It’s two weeks ago when we past Santipada Buddhist monastery near Keri Keri, North New Zealand, the first time. Early in the morning the gates were still closed, but the women living next door told us they should open soon and it’s possible to visit the place. We decided to wait and prepared some coffee in the back of the car. Around half an hour later a monk opened the gates and seemed quite surprised about people waiting outside. We took a seat in the monastery kitchen and had an interesting chat with the monk and the nun living here. There’s a volunteering possibility and we made an arrangement to come back…..And he we are now, one week of volunteering and meditation ahead.

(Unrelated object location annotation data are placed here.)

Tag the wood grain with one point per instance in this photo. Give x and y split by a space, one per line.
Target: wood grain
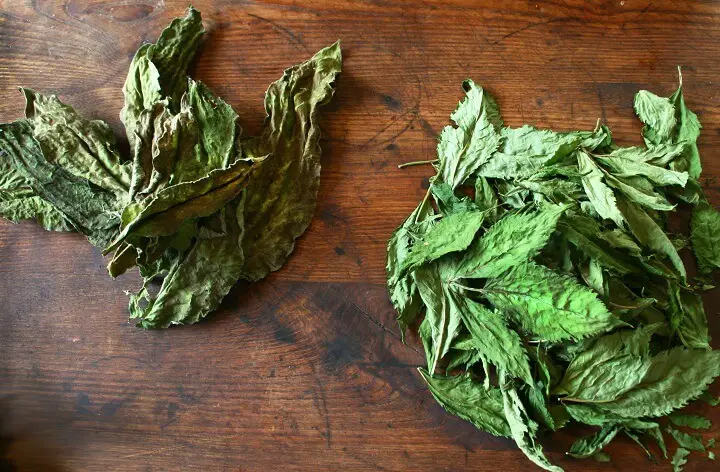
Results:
305 370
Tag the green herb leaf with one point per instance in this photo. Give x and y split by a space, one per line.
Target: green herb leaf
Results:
680 459
281 195
90 209
705 235
692 421
600 195
442 317
402 289
553 306
685 440
658 115
453 233
522 428
463 149
591 445
511 241
469 400
492 338
198 279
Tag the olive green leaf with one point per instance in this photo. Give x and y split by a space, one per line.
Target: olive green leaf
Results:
705 236
552 306
170 207
462 149
680 459
282 193
159 71
469 400
627 166
19 202
685 440
492 338
600 195
218 125
648 233
513 240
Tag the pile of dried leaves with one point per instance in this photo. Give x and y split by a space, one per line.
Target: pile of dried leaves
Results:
552 291
196 204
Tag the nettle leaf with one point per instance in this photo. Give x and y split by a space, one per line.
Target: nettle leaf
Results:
522 428
680 459
447 202
627 165
18 200
442 316
585 234
639 190
658 115
462 149
692 326
90 209
492 338
85 148
282 193
552 306
705 236
511 241
453 233
592 376
673 378
691 421
591 445
164 213
600 195
218 129
198 279
402 289
469 400
688 130
660 155
526 150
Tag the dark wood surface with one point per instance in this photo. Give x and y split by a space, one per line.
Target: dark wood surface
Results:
305 370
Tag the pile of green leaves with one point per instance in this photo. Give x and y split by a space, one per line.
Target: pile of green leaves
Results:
550 288
196 204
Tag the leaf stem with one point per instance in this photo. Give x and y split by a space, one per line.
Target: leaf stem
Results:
472 289
417 163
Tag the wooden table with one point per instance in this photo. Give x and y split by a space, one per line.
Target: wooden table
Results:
305 370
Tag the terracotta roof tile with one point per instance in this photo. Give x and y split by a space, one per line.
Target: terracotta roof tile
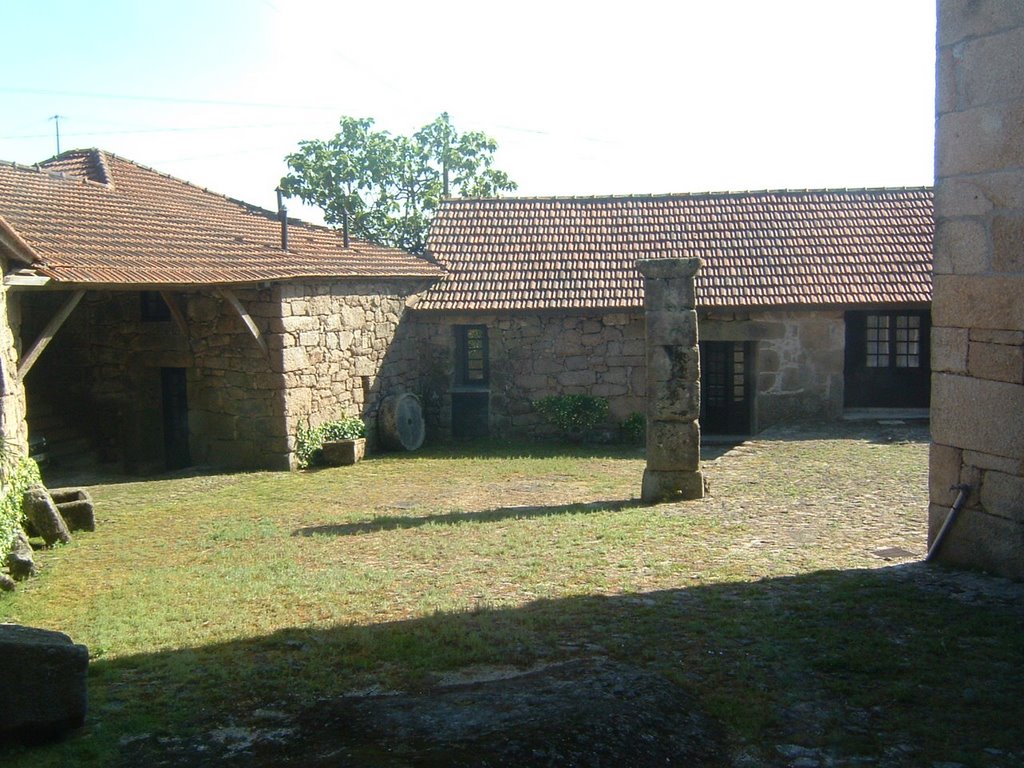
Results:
836 247
91 217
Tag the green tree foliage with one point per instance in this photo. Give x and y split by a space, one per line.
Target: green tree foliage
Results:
389 186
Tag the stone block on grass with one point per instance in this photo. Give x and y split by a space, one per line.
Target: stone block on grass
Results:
42 682
44 516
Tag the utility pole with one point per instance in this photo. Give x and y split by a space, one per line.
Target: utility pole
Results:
56 124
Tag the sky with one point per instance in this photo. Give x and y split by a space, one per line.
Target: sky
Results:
583 97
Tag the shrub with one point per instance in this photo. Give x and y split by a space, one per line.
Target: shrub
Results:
17 472
572 415
309 440
635 427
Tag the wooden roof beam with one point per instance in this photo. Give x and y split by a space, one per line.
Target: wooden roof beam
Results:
29 359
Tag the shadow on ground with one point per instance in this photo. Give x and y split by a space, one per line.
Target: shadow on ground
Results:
904 666
393 522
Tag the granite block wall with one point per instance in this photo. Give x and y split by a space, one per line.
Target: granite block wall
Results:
978 303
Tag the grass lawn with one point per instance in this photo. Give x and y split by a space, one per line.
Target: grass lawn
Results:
205 599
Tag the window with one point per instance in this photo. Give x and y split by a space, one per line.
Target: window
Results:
154 308
471 351
893 340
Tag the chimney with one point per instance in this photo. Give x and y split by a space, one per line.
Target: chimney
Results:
283 218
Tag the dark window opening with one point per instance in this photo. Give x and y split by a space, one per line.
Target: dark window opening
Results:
154 308
471 351
892 340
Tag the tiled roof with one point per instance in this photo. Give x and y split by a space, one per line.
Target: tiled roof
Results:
812 248
91 217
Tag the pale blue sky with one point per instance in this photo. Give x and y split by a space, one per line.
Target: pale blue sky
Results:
584 98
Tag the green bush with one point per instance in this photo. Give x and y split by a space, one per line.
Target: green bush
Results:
309 440
16 474
572 415
635 427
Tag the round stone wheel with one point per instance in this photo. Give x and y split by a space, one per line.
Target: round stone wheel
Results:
400 422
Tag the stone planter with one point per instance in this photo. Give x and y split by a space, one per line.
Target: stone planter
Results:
343 453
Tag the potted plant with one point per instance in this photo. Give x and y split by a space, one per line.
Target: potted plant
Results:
335 443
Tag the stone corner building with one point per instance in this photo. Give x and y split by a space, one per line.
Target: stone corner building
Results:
978 335
153 323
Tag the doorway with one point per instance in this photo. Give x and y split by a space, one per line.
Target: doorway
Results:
174 396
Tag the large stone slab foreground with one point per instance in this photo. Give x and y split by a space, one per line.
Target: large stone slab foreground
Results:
42 682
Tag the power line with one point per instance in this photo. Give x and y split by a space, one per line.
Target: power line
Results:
163 99
194 129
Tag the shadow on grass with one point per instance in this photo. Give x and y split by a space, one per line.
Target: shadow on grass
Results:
395 522
883 665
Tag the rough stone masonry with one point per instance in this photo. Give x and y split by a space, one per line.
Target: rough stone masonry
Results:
673 471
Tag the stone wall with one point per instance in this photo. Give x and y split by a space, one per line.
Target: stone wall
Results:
333 349
343 347
978 309
799 363
799 360
101 377
13 428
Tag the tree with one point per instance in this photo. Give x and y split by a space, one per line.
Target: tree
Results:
388 187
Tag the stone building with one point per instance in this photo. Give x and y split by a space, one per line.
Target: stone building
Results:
810 303
978 336
157 324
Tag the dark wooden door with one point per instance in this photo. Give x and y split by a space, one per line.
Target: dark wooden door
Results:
888 363
726 391
174 393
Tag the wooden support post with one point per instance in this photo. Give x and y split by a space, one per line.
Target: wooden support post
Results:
29 359
244 314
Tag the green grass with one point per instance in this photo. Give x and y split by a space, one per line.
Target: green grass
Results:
203 599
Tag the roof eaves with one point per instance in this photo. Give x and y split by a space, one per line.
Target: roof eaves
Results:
15 245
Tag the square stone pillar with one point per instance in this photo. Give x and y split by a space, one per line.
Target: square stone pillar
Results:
673 471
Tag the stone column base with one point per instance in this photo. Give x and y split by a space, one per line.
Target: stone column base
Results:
663 485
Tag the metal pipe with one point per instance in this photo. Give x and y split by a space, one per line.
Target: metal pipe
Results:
283 218
965 492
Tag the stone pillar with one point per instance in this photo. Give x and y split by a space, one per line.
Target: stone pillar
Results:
673 471
13 428
978 300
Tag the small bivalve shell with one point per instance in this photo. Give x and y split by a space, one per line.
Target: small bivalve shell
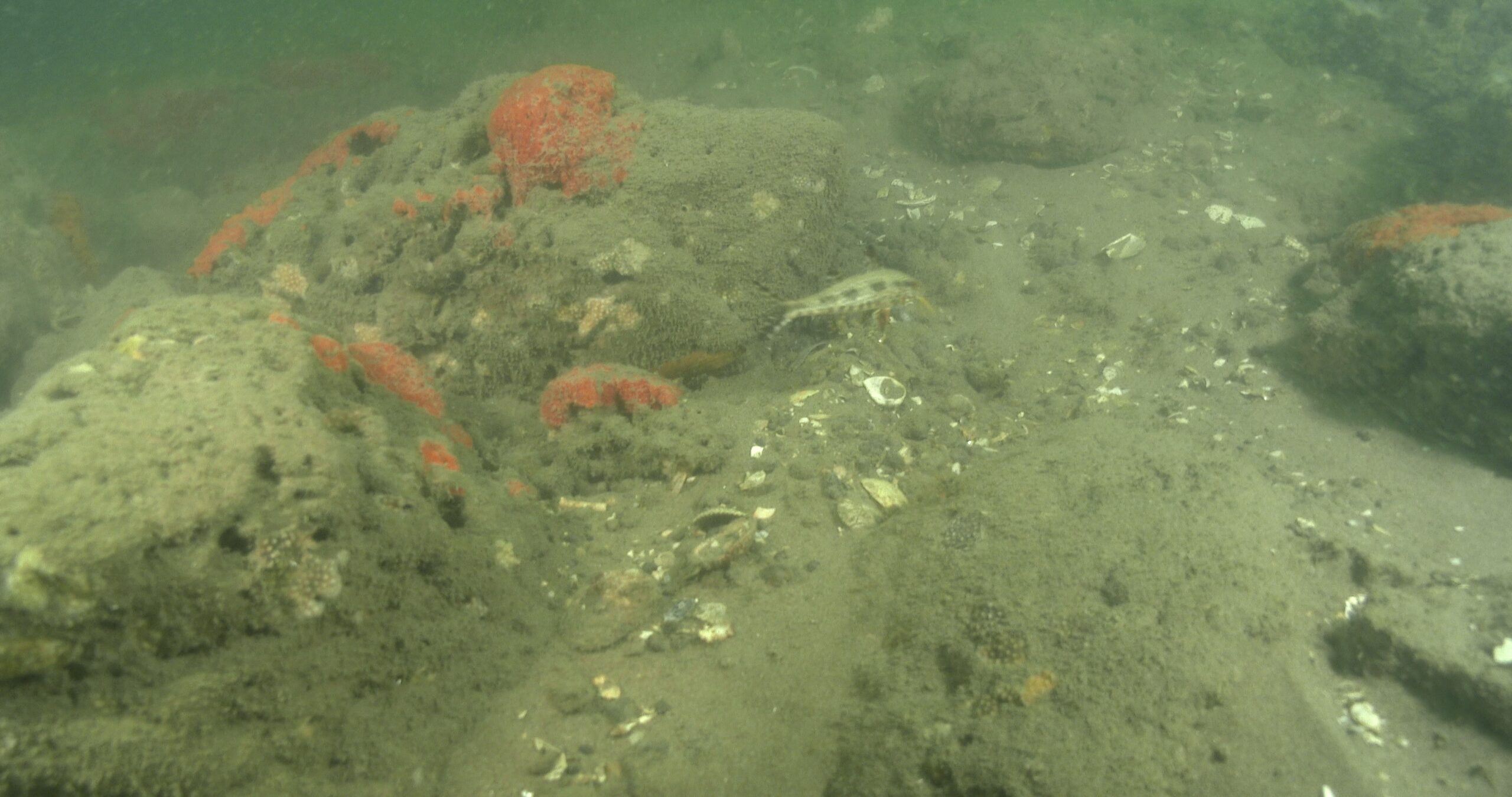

Let me describe the monastery in some detail. It is places on a beautiful piece of land near the sea. Covering a nice little canyon with a shallow creek and mainly surrounded by forest. Bhante Yasala and a monk are living here. She is the abbot and obviously, the “boss”. They’re both from Korea. She came to New Zealand in 2003 and founded the monastery a little later. He came over to help her after spending some years in India. Bhante is living in an own building which is also the office. He lives in a cottage near the creek. There is another building with community kitchen and  Dhamma hall (meditation hall) side by side. Our designated home for the next seven days will be a caravan near the cottage of the monk. It is a nice renovated green painted tiny home with a meditating monk drawn onto the side.

Unfortunately, it seems that a lot of animals have chosen this place as their home, too. So, we use it only as storage for our bags and decide to sleep in the car. After preparing our new living place we walk up to the kitchen to get an introduction about the estimated work and general stay here. The schedule for the next days will be

  • 05:00 – 06:30 Sitting Meditation
  • 06:30 – 07:00 Breakfast
  • 07:00 – 11:00 Working Meditation
  • 11:00 – 12:00 Lunch
  • 12:00 – 16:00 Working Meditation
  • 16:00 – 17:00 Break
  • 17:00 – 21:00 Chanting / Walking Meditation / Sitting Meditation

It seems intense, but we’re looking forward to the mixture of meditation and working. After weeks of travelling around and seeing a lot of things it’s a good possibility to calm down.

Helen’s main responsibility is to take care for the kitchen and food preparation. She’s quite nervous about it. If you consider the special circumstances you might understand why: two korean people, a fridge full of korean food we never saw before, only vegan ingredients and only things coming from the monastery garden or supplies that have been donated. Sort of a challenge. Additionally weeding and painting.

I’m supposed to cut a path through the bush along the outer border.

Every second day we have a session with the monk, called Dhamma talk, to discuss our experiences during the meditation. The monk is an amazing teacher and understands our struggles and sensations we experience while meditating. His patience, deep wisdom but also sense of humor is inspiring, impressive and so much helpful in making progress in our meditation practice.

His perspective on buddha’s teachings is quite special for me. He studied the sutras on his own and came to the conclusion that a balance between concentration and mindfulness is the key to liberation. Based opon this they practice three different types of meditation. First sitting for concentration, second walking for mindfulness and third living meditation for mindfulness throughout the day. This part is, in this intensity new to me. Daily routine is put into the focus of attention, which means eating mindful without talking and with the awareness of every action you do while eating, like scooping, chewing etc. He advises us to be also mindful during doing our work.

The days are passing by in a happy and satisfied mood. Helen serves better food every day and I’m cutting, sawing and hacking the bush. The meditation practice grounds us in the here and now and it wouldn’t be to bad to stay forever.

But like one of the Buddhist teachings says, continuous change is the only thing we can be sure about, and so it is time for us to move on. But before we leave we experience a korean style green tea preparation and have a last talk to Bhante.  What an amazing experience. True loving kindness. Thank you!